For those of you new to the topic I thought I’d write a brief blog to explain Sensory Science, where it started, and how it is used in the food industry. Let’s begin with a widely accepted definition of Sensory Science:
“A scientific discipline used to evoke, measure, analyze, and interpret reactions
to those characteristics of foods and materials as they are perceived by the
senses of sight, smell, touch, taste and hearing”
Stone, H and Sidel, J.L. (1993) Sensory Evaluation Practices 2nd Edition. San Diego, California: Elsevier Academic Press.
The above definition is fairly self explanatory. I also like to put it another way - there are no machines as sophisticated as the human brain, or that can give you their perception of a product better than a human, therefore sensory science uses humans as subjects to test new products. E(electronic)-tongues and e-noses are some of the latest developments in measuring taste and smell, however they can only focus on one sensory aspect at a time whereas the human brain processes many sensory aspects; taste, smell, texture, sound and appearance, of products all at once in order to elicit a response.
What are the principles of Sensory Science?
We are essentially using humans in place of machines to make judgements on products. With that in mind we want to ensure a certain level of accuracy from our humans and so the first thing we must do is test them and ‘calibrate’ them, like we would any machine before we use it. Testers are specially selected to be part of a Sensory Panel after having been screened for their sensory abilities of taste, smell, vision etc. Sensory Panel members are also regularly checked for their sensory ability as research has shown that our sensory abilities can change over time.
Next, we must develop a method of evoking a response from our assessors. You may think we can just give them the product to try, but the human has its quirks! There are well known phenomena in sensory science such as a tendency for people to rate the first thing they try more favourably than if they had been given that thing to try second, third and so on. These have to be accounted for in order to limit any bias in the measured responses and so careful timing and presentation of products to assessors is employed.

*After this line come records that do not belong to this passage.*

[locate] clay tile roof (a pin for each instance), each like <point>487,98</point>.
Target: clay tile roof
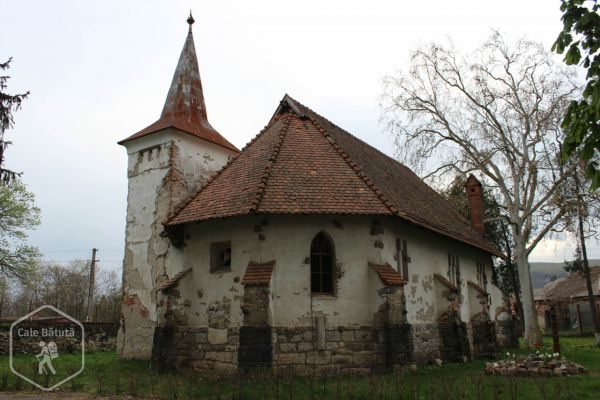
<point>388,275</point>
<point>258,273</point>
<point>184,107</point>
<point>171,283</point>
<point>301,164</point>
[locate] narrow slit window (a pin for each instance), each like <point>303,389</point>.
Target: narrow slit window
<point>454,270</point>
<point>220,257</point>
<point>402,257</point>
<point>481,278</point>
<point>322,261</point>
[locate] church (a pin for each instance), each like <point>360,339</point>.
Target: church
<point>307,251</point>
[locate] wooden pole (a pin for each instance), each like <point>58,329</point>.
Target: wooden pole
<point>554,324</point>
<point>579,320</point>
<point>88,315</point>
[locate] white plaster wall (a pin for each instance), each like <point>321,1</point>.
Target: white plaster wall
<point>287,241</point>
<point>147,255</point>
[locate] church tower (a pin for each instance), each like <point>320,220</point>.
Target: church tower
<point>167,161</point>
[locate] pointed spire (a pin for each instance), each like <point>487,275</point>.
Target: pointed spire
<point>190,21</point>
<point>185,98</point>
<point>184,107</point>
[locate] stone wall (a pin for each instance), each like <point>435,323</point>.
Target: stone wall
<point>293,351</point>
<point>426,343</point>
<point>346,350</point>
<point>484,339</point>
<point>98,337</point>
<point>454,342</point>
<point>200,348</point>
<point>506,334</point>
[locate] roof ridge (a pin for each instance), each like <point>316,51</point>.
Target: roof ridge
<point>269,167</point>
<point>351,136</point>
<point>355,167</point>
<point>347,133</point>
<point>192,196</point>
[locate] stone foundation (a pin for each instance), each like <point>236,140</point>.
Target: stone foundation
<point>426,343</point>
<point>484,339</point>
<point>199,348</point>
<point>346,350</point>
<point>454,341</point>
<point>319,349</point>
<point>506,334</point>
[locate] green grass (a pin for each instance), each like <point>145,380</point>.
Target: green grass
<point>105,374</point>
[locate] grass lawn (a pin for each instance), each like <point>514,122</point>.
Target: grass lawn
<point>106,375</point>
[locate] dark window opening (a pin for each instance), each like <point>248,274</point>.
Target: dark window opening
<point>454,270</point>
<point>402,258</point>
<point>481,278</point>
<point>322,261</point>
<point>220,257</point>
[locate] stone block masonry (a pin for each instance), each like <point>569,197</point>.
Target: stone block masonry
<point>305,351</point>
<point>426,343</point>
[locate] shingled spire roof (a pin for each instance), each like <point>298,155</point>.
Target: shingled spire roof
<point>303,164</point>
<point>184,107</point>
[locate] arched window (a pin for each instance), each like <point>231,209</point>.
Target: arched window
<point>322,261</point>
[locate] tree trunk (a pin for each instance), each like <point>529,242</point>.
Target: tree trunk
<point>513,278</point>
<point>532,334</point>
<point>586,265</point>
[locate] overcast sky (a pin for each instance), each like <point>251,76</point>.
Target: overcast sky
<point>99,71</point>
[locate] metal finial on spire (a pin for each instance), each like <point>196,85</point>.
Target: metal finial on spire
<point>190,20</point>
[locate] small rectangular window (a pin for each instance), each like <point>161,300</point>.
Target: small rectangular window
<point>481,278</point>
<point>402,258</point>
<point>220,257</point>
<point>454,270</point>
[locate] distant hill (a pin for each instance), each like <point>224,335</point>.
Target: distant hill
<point>542,273</point>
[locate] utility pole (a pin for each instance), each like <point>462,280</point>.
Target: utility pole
<point>91,288</point>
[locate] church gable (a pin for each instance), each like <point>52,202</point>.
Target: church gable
<point>302,163</point>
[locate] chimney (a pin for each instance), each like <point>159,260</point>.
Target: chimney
<point>475,198</point>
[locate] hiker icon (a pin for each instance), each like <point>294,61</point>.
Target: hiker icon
<point>48,353</point>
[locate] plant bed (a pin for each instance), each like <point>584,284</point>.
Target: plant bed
<point>538,364</point>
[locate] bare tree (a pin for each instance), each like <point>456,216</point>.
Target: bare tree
<point>496,111</point>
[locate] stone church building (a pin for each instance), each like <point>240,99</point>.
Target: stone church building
<point>308,250</point>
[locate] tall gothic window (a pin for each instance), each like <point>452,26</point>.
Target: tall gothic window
<point>322,261</point>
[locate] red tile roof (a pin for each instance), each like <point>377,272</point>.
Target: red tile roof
<point>303,164</point>
<point>388,275</point>
<point>184,108</point>
<point>171,283</point>
<point>258,273</point>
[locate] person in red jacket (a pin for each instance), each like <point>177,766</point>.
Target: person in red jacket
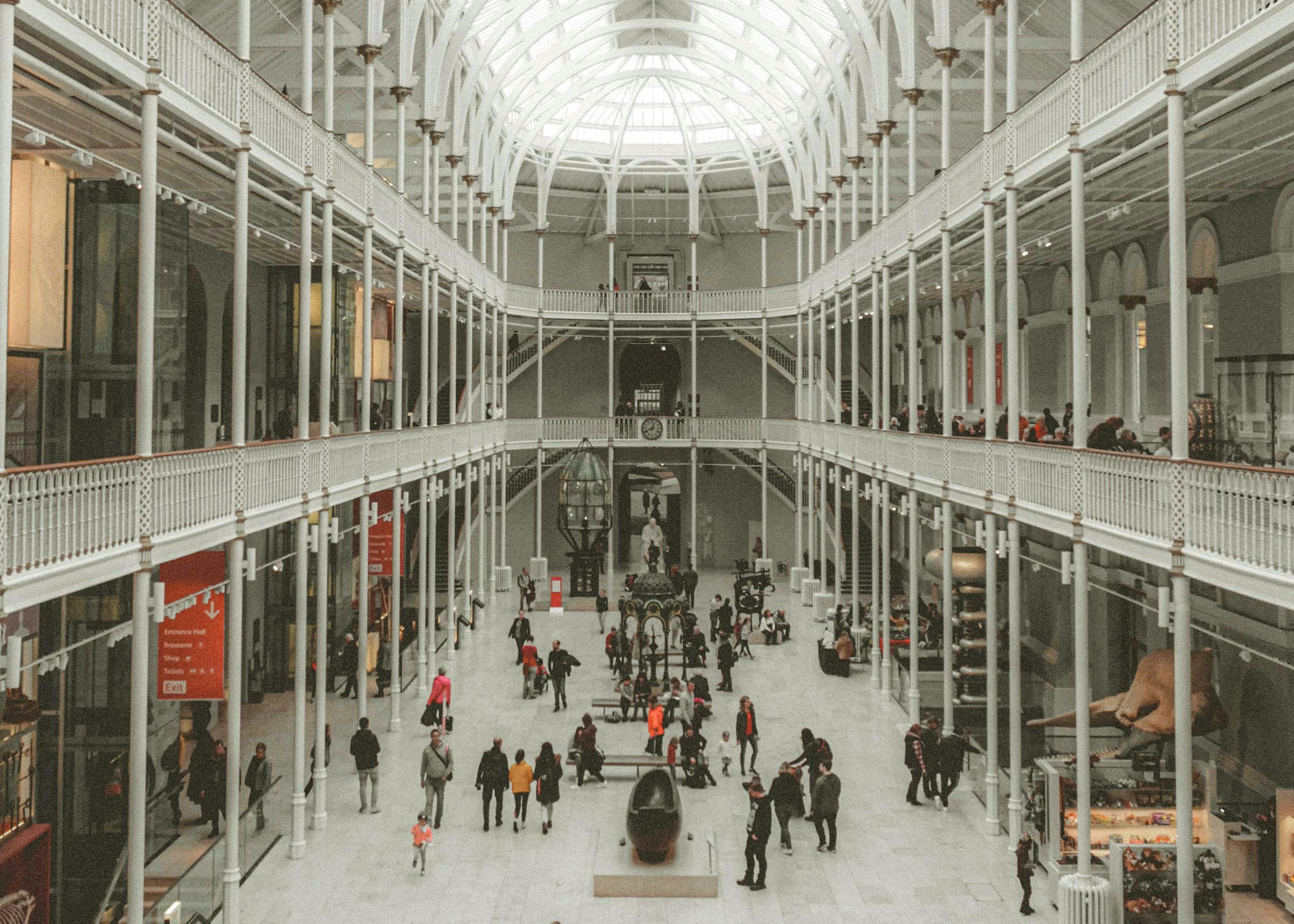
<point>655,726</point>
<point>529,663</point>
<point>440,695</point>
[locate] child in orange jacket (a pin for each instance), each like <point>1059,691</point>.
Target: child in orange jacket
<point>655,726</point>
<point>421,839</point>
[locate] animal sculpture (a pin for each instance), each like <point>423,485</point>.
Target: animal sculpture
<point>1146,709</point>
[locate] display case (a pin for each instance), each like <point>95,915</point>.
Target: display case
<point>1129,808</point>
<point>1285,848</point>
<point>1144,883</point>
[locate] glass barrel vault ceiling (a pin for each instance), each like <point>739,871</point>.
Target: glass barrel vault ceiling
<point>658,78</point>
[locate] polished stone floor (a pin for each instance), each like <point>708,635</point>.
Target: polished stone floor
<point>894,864</point>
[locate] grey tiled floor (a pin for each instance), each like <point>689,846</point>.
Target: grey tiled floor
<point>894,864</point>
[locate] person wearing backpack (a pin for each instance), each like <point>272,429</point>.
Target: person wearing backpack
<point>825,805</point>
<point>438,769</point>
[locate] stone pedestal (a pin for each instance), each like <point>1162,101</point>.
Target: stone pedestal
<point>690,871</point>
<point>822,606</point>
<point>808,588</point>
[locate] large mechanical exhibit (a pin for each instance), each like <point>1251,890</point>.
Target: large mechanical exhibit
<point>651,615</point>
<point>584,517</point>
<point>655,816</point>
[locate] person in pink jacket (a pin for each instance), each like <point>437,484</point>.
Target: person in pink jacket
<point>421,839</point>
<point>439,699</point>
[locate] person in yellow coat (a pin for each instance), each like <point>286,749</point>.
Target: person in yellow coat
<point>521,776</point>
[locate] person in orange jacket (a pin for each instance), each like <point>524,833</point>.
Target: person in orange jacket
<point>421,839</point>
<point>655,726</point>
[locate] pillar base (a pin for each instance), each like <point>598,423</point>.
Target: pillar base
<point>823,603</point>
<point>1084,900</point>
<point>808,588</point>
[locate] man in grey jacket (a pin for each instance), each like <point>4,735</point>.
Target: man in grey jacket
<point>438,769</point>
<point>826,804</point>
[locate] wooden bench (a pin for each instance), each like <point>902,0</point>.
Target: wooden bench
<point>637,761</point>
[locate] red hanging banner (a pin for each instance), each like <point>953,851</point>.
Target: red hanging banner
<point>192,646</point>
<point>997,373</point>
<point>381,537</point>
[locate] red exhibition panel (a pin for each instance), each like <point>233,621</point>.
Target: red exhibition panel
<point>192,646</point>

We also want to ensure some standardisation in the way assessors make their measurements so that we can do some analysis on it. We achieve that by developing measurement scales, and by training assessors on what those scales mean. Then, because we know that no human is perfect, we use statistical analyses to measure how strong or reliable the results we have captured are.
Finally, and importantly, sensory scientists have to interpret what all the results that have been collected mean and report them in a practical and usable way to product developers. Was the salt too high? By how much was it too high? Did one flavour enhance the perception of another?
Why does Sensory Science matter?
Let’s go back to the 1940’s and 50’s in the US. Foods were being developed scientifically to meet the nutritional needs of the US military. Many of these were not well accepted because although nutritious, they failed to taste good to the end consumer. A similar reaction was seen when the US government produced large quantities of nutritious food to help feed the hungry in the 1960’s and 70’s. The food just didn’t taste that great! This highlighted the importance of flavour and other sensory aspects such as appearance and smell, on the acceptability, preference and ultimately consumption of food and manufacturers began to take note.
As the food industry developed and processed foods became more widely sought after, more and more members of the food industry started to use sensory analysis to test the acceptability and quality of their products during the development phase in order to try to achieve success when launched. The principle of using a ‘panel’ also began to gain popularity. Many companies have experts in their field whose knowledge of their product is deep and critical, however this can also cause them to be a poor assessor of how it will be perceived by the regular consumer. These experts can know too much about the cost of raw materials, challenges to processing, difficulty sourcing ingredients, what their ‘boss’ is pressuring them to do etc. to make an unbiased judgement on their product alone.
Nowadays there are many food manufacturers all vying for sales. In order to get ahead of the competition and win sales they must constantly react to the consumers wants, needs and desires. Consumers are ever changing and demand more and more from their products every day, but by measuring consumer’s reactions to products using sensory analysis, manufacturers can produce products that are right and will succeed.